Car l'échec fait partie intégrante de ce récit. L'échec venant de la phrase que l'on a ratée, qui mettra le feu aux poudres, ou de la phrase qu'on n'aurait pas dû dire, et qui provoquera la polémique, l'échec qui se joue sur des mots, sur le fait que des dizaines de personnes s'expriment, remontent, proposent, et que quelques uns doivent faire la synthèse, l'échec qui consiste à refuser aussi de prendre ses responsabilités face aux problèmes.

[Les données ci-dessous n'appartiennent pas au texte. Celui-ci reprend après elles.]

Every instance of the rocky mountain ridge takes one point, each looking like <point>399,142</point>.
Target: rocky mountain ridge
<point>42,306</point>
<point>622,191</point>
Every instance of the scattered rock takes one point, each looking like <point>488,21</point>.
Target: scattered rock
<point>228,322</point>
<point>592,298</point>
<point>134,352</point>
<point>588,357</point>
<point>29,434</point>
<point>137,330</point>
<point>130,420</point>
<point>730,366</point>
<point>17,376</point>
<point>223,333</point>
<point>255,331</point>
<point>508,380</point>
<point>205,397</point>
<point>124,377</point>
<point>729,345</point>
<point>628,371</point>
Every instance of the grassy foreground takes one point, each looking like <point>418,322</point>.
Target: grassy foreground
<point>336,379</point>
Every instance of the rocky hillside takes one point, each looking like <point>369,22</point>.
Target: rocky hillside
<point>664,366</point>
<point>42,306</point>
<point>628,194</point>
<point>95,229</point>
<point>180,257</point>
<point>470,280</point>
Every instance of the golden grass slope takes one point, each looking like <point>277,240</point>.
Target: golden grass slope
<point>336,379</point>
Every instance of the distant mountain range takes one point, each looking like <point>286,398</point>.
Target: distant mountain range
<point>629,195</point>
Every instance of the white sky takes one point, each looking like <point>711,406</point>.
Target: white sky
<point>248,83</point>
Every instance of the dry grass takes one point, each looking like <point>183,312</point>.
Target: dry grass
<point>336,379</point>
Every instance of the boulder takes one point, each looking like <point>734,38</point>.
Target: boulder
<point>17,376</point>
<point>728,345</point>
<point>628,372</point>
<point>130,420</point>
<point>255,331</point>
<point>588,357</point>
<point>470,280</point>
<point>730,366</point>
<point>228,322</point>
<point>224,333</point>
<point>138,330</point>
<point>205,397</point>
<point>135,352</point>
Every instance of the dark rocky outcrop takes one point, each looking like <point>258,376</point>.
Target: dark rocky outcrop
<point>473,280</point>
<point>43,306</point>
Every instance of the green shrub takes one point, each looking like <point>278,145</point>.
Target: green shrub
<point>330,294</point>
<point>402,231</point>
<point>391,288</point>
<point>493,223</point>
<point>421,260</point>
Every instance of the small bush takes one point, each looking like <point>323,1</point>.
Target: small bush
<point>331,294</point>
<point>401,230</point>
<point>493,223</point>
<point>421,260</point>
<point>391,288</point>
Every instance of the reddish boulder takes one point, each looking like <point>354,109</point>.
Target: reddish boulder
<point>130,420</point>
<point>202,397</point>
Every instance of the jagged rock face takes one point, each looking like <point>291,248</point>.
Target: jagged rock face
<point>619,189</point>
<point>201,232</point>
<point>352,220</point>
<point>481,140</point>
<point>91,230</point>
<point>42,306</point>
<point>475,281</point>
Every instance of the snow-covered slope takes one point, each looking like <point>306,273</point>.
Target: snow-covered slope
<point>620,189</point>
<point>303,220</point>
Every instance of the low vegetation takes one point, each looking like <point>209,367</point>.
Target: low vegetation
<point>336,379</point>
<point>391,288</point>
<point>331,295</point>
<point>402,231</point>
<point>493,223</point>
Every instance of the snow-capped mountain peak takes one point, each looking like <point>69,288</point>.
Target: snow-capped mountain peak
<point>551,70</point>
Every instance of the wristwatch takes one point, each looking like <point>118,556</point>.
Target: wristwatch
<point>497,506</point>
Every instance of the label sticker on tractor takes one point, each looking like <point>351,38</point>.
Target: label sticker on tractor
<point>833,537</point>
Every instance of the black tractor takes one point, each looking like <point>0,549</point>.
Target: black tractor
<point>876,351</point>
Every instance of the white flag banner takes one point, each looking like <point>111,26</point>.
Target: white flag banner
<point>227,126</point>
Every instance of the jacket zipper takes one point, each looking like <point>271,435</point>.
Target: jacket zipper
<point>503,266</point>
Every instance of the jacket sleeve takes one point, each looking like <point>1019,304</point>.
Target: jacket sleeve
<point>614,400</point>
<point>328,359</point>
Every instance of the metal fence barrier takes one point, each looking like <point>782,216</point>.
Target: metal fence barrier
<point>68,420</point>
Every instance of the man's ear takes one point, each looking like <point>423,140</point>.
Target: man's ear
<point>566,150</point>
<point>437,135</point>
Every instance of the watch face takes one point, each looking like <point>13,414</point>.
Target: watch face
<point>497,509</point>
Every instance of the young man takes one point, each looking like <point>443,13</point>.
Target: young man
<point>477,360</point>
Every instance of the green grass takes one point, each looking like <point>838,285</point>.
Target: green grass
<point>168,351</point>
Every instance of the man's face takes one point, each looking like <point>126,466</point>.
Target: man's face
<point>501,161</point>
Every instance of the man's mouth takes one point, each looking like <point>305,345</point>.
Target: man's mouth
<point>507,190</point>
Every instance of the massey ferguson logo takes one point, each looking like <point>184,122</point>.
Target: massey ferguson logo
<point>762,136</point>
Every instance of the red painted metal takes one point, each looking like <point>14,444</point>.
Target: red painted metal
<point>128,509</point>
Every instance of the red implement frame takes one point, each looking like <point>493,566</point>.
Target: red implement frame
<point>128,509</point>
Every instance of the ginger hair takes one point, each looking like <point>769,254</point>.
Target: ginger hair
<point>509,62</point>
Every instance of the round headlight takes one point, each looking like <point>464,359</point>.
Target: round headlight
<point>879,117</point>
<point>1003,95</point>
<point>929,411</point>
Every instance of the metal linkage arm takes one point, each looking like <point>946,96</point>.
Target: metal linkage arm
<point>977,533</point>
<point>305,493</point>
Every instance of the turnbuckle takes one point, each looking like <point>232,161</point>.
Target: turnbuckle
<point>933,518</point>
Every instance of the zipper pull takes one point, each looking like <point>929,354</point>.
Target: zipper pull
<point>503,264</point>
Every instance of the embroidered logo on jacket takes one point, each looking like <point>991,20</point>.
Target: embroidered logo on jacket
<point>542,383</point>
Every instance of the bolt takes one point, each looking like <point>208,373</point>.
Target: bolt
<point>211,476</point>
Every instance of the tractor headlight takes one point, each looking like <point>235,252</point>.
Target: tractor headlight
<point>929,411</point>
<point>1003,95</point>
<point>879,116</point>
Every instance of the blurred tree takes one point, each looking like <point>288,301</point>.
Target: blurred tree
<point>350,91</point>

Alors, oui, on pourra dire que Matthieu Angotti se donne le beau rôle dans cette histoire, malgré l'échec. Il nous présente son personnage comme celui qui fait de la politique autrement. Mais ce beau rôle, il le partage avec quelques autres, qui montent au créneau avec lui, derrière lui, ou devant lui ! C'est son point de vue, mais c'est aussi une aventure commune qu'il nous raconte. Notons le titre judicieusement choisi, désintégration, pour un récit qui traite du dossier de l'intégration, ça vous donne tout de suite un aperçu de ce qui attend notre conseiller...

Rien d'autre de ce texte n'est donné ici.